Political insiders speculated Helms’ ire toward Weld might also be rooted, however, in Weld’s refusal to commit himself to support Helms as chairman of the Foreign Relations Committee when Weld was running for the Senate last fall. Weld lost that race but hinted Monday he might seek public office again some day.

“I intend to remain an active, involved and vocal member of my party,” said Weld, who is independently wealthy. For now, he said he intends to return to the private sector. “I’ve had enough of Washington for the next little while.”

He clearly has positioned himself to carry the banner of moderate-liberal Republicans in the next round of presidential politics, however. And Sen. Edward Kennedy, the paragon of Democratic liberals, is up for re-election in 2000, too.

Republican consultants are skeptical Weld’s joust with Helms helped his future prospects much.

“I think deep in his heart, Bill Weld would like to cleanse the party of the Jesse Helmses in it, and he saw himself leading the brigade over the hill to do it. But when he looked around there wasn’t any brigade,” said Tony Fabrizio, pollster to Bob Dole’s 1996 GOP presidential campaign. “If he is seriously considering running for president, I would reconsider.”

The Clinton White House initially viewed Weld’s nomination as a bipartisan gesture but soon grew to relish the division and acrimony it sowed in GOP ranks. When Weld wanted to denounce Helms Monday, he was given the rare privilege of doing so from the White House podium, the better to publicize his case.
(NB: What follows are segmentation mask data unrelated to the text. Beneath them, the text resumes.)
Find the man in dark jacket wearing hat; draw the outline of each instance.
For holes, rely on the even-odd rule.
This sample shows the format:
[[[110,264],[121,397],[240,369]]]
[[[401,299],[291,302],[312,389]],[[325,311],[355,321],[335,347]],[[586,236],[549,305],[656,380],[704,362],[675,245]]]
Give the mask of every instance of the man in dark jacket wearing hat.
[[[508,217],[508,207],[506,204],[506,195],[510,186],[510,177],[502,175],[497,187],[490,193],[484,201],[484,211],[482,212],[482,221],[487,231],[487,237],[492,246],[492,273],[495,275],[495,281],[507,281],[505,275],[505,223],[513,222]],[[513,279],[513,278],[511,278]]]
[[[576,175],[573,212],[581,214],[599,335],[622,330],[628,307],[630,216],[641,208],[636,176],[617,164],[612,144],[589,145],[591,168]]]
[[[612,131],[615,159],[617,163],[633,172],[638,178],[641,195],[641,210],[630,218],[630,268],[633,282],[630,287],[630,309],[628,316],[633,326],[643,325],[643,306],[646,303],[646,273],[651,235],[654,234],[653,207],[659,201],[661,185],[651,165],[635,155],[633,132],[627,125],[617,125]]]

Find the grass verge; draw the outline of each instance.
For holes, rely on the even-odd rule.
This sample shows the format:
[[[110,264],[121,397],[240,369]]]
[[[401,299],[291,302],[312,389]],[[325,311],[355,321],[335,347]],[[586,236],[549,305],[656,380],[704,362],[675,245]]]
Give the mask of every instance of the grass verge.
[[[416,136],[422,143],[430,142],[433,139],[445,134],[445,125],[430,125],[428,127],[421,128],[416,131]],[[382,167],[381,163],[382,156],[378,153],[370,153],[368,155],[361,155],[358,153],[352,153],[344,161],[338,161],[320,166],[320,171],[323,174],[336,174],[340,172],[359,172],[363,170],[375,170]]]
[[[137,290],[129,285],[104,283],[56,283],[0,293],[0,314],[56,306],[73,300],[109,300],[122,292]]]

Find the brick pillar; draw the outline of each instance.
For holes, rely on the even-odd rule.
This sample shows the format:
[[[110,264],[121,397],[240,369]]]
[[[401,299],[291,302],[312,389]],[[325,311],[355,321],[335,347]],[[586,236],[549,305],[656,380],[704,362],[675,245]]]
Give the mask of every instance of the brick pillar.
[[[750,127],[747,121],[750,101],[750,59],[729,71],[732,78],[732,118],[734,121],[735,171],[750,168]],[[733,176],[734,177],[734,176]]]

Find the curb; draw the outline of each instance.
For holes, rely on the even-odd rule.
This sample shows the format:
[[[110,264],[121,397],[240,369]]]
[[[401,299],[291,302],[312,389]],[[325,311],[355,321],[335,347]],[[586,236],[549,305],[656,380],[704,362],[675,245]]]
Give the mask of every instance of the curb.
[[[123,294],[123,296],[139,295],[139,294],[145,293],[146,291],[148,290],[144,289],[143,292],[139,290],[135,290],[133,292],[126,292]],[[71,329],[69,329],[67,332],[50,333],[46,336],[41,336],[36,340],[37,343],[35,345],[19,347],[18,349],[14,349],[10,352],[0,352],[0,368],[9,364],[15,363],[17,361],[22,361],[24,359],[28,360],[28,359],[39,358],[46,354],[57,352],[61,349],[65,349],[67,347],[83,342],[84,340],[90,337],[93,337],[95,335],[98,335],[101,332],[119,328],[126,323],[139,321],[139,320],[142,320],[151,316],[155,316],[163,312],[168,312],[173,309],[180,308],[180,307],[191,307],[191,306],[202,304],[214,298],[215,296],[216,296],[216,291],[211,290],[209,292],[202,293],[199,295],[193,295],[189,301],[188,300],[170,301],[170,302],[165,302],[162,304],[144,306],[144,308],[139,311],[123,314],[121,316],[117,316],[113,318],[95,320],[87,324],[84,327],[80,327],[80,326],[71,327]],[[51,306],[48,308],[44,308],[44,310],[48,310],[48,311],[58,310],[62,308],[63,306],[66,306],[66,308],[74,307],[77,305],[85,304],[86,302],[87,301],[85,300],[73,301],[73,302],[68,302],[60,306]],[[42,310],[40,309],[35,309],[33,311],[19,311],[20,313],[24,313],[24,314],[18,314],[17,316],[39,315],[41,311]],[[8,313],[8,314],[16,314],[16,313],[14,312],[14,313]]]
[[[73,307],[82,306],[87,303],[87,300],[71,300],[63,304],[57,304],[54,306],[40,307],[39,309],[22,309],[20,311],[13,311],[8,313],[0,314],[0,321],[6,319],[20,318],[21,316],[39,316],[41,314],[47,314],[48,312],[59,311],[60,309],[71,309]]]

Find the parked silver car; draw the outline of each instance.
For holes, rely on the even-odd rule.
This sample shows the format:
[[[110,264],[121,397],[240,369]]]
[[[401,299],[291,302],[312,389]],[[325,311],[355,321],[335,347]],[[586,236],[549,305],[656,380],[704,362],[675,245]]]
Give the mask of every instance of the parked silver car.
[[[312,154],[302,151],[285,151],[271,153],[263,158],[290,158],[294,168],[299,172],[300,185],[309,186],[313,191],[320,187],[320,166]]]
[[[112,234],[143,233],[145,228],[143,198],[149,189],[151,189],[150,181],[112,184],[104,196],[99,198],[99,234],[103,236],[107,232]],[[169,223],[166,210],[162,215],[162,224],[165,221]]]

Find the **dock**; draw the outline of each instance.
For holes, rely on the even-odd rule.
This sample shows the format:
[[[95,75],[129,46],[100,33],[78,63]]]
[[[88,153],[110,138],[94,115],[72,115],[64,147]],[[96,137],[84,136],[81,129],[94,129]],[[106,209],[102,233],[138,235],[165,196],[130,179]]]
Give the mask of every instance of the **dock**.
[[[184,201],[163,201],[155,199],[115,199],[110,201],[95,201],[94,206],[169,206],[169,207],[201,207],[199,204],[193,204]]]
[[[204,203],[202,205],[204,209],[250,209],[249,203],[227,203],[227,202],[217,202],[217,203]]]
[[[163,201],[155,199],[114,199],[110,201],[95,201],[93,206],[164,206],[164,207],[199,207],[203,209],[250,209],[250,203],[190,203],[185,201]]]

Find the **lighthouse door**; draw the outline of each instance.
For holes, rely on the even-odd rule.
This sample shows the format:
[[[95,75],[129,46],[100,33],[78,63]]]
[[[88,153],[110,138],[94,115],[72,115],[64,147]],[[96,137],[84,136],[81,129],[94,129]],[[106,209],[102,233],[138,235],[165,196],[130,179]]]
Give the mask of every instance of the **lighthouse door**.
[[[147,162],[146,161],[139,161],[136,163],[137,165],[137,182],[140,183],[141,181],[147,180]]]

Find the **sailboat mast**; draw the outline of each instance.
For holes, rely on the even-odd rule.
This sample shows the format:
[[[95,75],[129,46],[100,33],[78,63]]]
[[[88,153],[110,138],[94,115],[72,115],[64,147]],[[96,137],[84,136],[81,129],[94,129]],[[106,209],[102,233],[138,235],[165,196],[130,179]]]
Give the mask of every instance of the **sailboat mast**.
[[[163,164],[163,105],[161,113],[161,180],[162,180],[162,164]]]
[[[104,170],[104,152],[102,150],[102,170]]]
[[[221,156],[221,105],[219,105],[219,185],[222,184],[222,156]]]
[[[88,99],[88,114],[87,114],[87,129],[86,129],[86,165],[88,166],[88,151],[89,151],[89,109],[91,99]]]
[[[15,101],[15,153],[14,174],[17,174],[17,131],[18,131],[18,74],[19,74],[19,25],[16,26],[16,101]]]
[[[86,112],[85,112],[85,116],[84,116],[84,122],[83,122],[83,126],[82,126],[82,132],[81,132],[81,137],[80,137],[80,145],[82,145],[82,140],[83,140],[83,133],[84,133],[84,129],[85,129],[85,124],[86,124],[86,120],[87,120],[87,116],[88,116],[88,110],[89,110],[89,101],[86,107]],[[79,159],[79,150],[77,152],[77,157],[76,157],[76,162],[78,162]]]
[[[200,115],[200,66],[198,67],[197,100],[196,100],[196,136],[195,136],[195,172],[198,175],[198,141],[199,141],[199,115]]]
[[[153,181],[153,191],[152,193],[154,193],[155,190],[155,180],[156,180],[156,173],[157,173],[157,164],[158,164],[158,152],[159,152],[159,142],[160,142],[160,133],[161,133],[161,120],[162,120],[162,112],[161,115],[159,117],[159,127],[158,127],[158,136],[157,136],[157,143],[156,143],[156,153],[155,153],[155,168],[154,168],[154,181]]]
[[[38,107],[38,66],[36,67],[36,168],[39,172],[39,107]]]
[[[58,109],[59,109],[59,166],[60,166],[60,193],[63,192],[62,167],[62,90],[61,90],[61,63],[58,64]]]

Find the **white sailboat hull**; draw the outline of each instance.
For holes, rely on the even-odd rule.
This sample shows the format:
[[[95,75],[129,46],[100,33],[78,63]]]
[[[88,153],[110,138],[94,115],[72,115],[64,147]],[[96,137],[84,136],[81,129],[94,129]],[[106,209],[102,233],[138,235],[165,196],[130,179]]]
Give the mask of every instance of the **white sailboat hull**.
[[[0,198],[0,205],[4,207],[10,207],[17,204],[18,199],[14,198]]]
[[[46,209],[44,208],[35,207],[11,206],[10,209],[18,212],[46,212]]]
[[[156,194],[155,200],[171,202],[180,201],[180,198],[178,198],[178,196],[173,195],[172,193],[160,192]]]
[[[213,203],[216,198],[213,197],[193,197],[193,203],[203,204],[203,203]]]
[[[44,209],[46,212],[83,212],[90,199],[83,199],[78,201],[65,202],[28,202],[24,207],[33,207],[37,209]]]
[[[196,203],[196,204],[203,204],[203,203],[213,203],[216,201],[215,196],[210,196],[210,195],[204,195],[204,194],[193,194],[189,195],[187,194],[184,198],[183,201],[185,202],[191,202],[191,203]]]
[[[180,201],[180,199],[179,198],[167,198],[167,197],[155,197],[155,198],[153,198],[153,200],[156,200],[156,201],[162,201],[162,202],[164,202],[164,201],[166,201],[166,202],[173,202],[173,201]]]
For the record, Clinton issued a statement accepting Weld’s withdrawal “with great disappointment. He would have been a superb ambassador to Mexico,” Clinton said.

Taking his own oblique shot at Helms, Clinton observed that “the American people have not been well served” by the way Weld’s nomination was handled. The White House has not chosen a new nominee for Mexico City, McCurry said.